First the bad news. Because you were an "active participant" in a retirement plan, even if you did not contribute the full $10,500, you cannot make a deductible IRA contribution, given your income for year 2000. Contributions are not deductible for people who were active participants in a qualified plan if their income is over $42,000, if filing single, or $62,000, if filing jointly.
A partial deductible contribution may be made if your income falls within a $10,000 range below those numbers. If it's more than $10,000 lower, you can deduct the entire contribution.
Now the "good" news. You are right, you are disqualified from a Roth IRA contribution if you are single and earning in excess of $95,000. You still can contribute to a non-deductible IRA if you desire, although you may wish to conserve your money for a future tax deductible contribution, expense or reduction of debt, if you have any.
Do you have a question about whether you can afford to stop working? E-mail our experts at retirement@cnnfn.com.
Deborah writes: My company spun us off to a new corporation, and my old company holds a 20 percent interest in the new corporation, while the new company holds an 80 percent interest. The new company wants my 401(k) loan paid in full by March 31, 2001. Isn't it the law that if I have at least $5,000 in 401(k) that I can keep it there?
Also, can I be forced to pay off a loan, and be told it has to be paid off in three months, when I have a former legal agreement with the former company that the loan is due within five years of the originating date? We were told that if we leave our employer, the loan becomes immediately due. Does the fact that the company was spun off (only 80 percent worth) make the new company a new employer that can legally require me to pay off this loan in three months?
Ahh, the esoteric world of 401(k) rules and regulations. One of the downsides to a 401(k) loan is that when you leave a company (quit or are terminated) you must pay off any outstanding loans, or they will be deemed to have been a distribution to you, subject to tax and perhaps penalty.

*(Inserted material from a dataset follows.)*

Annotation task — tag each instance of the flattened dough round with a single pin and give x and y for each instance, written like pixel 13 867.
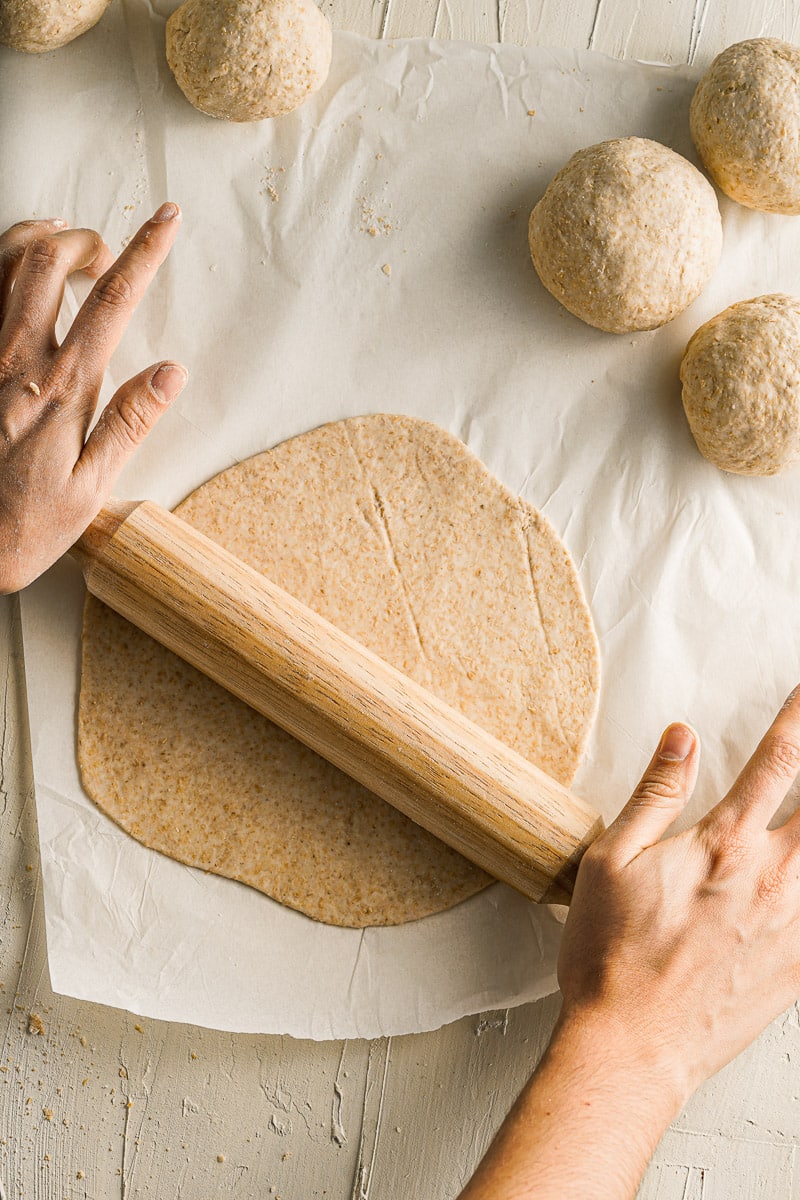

It sounds like you now have a new employer and are terminating employment with the old employer. While it is true that if you had $5,000 or more in a 401(k) you can keep the account where it is upon termination, this rule does not affect loans, which are subject to the different rules listed above.
Consider attempting to payoff the loan through some other short-term borrowing opportunity rather than paying the tax and potential tax penalty.
If you think you can repay the loan over the next year at an expensive interest rate (a line of credit or a credit card overdraft), it may seem cheaper than the tax and tax penalty. Obviously, trying to pay it off from savings or even a prudent liquidation of non-taxable investments would make even more sense.
Happily, you've got more than four months to line up alternate financing and/or savings to pay off your balance.